The professional staff involvement at any comprehensive and quality rehab facility does not allow bargain treatment prices, and you may need to be prepared to spend a significant amount of money to get the highest quality and most effective treatment program. Ideally, a larger proportion of the costs may possibly be offset by your insurance provider, but even if the total costs of the drug treatment program must be met by the individual, the necessity of recovery demands that the costs of a program not discourage families.
When evaluating a residential rehab, look at more than drug treatment costs, as a program should never be selected on price alone. The drug treatment cost may or may not reflect quality of care and service, and it cannot be overstated how important it is to evaluate the success rates of the drug treatment center. The price also needs to be factored into the decision, but by choosing a drug treatment on price alone you may not be getting your money's worth.  Finding the right treatment program involves careful consideration of things such as the setting, length of care and the philosophical approach to drug treatment as well as you and your loved one's needs. Listed below are a number of questions that may help you to determine the best treatment options for you or your loved one:

  • Is the drug treatment center run by professional and well-trained staff?
  • Does the drug treatment center encompass the full range of you or your loved one's needs?  Do they offer medical and social support?
  • Does the drug treatment center conduct an ongoing assessment of the individual's treatment plan?
  • Does the treatment program employ effective strategies to engage and keep individuals in longer-term treatment?
  • Does the drug treatment center help the addict master the tools and other behavioral therapies that they will need to enhance the patient's ability to function in the family and community?
  • Does the drug treatment center have a high success rate?
  • Are services offered to family members to ensure that they understand addiction and the recovery process?
  • What types of drug treatment methods are available?

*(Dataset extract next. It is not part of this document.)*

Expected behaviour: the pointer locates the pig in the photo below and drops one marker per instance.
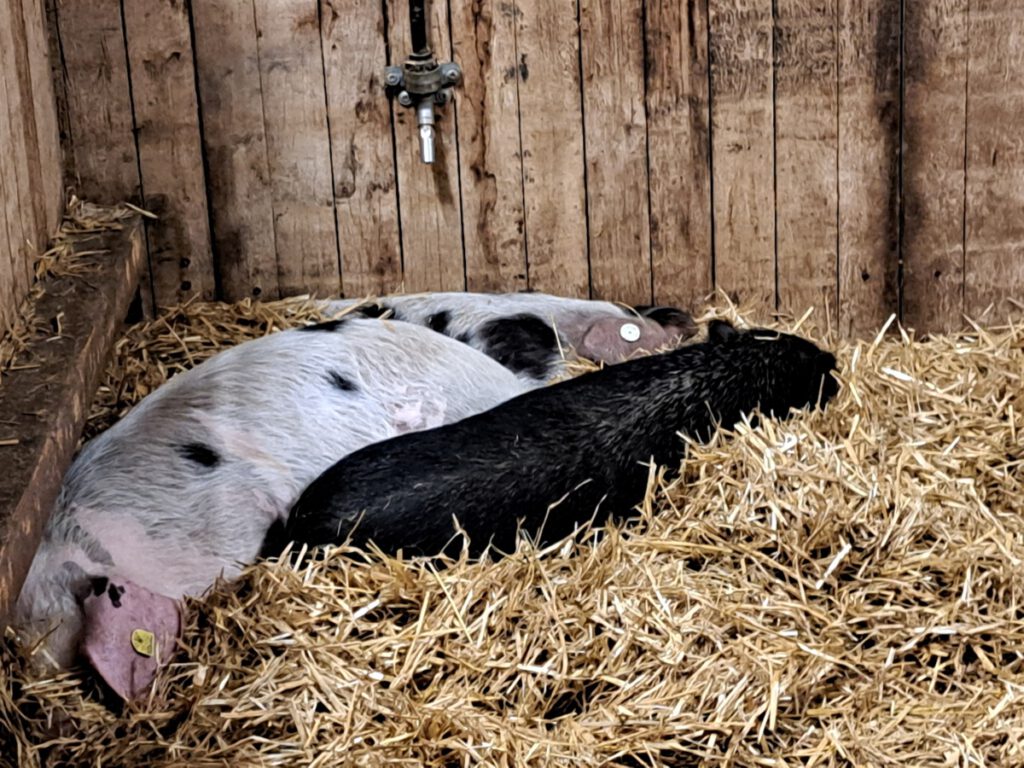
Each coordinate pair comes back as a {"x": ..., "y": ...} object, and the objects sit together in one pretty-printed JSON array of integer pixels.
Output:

Drug and alcohol abuse is very expensive, and many families endure financial ruin through the insatiable needs for drugs by the addicted loved one. Additionally, when the increased health care and decreased work productivity costs are factored into the equation, treatment becomes the only practical option. Rehab is an investment in the future, and like any investment, you will have to pay for it; but the returns of rehab can be great, and with success, the ultimate financial benefits are sure to greatly exceed any amount of costs of treatment. While any residential program is expensive, the alternatives to recovery are more costly, and if a onetime investment can achieve success and sobriety, drug treatment becomes priceless.

In 2007, 215 of older adults (ages 55 and up) who were admitted to drug treatment centers, had lived with their children prior to entering.

In 2007, 8.4% of the American population ages 12 and older did not receive treatment for their illicit drug or alcoholic problems.

569 older individuals (ages 55 and up) had reported injection drug use prior to drug treatment.

1.3% of adults reported to drug treatment were around the age of 15 and younger, in 2006.

More than 50% marijuana drug treatment admissions were referred through the criminal justice system in 2006.

Prescription drug use in the fastest growing problem among drug treatment centers.

Drug treatment has helped thousands of individuals ever year get off drugs.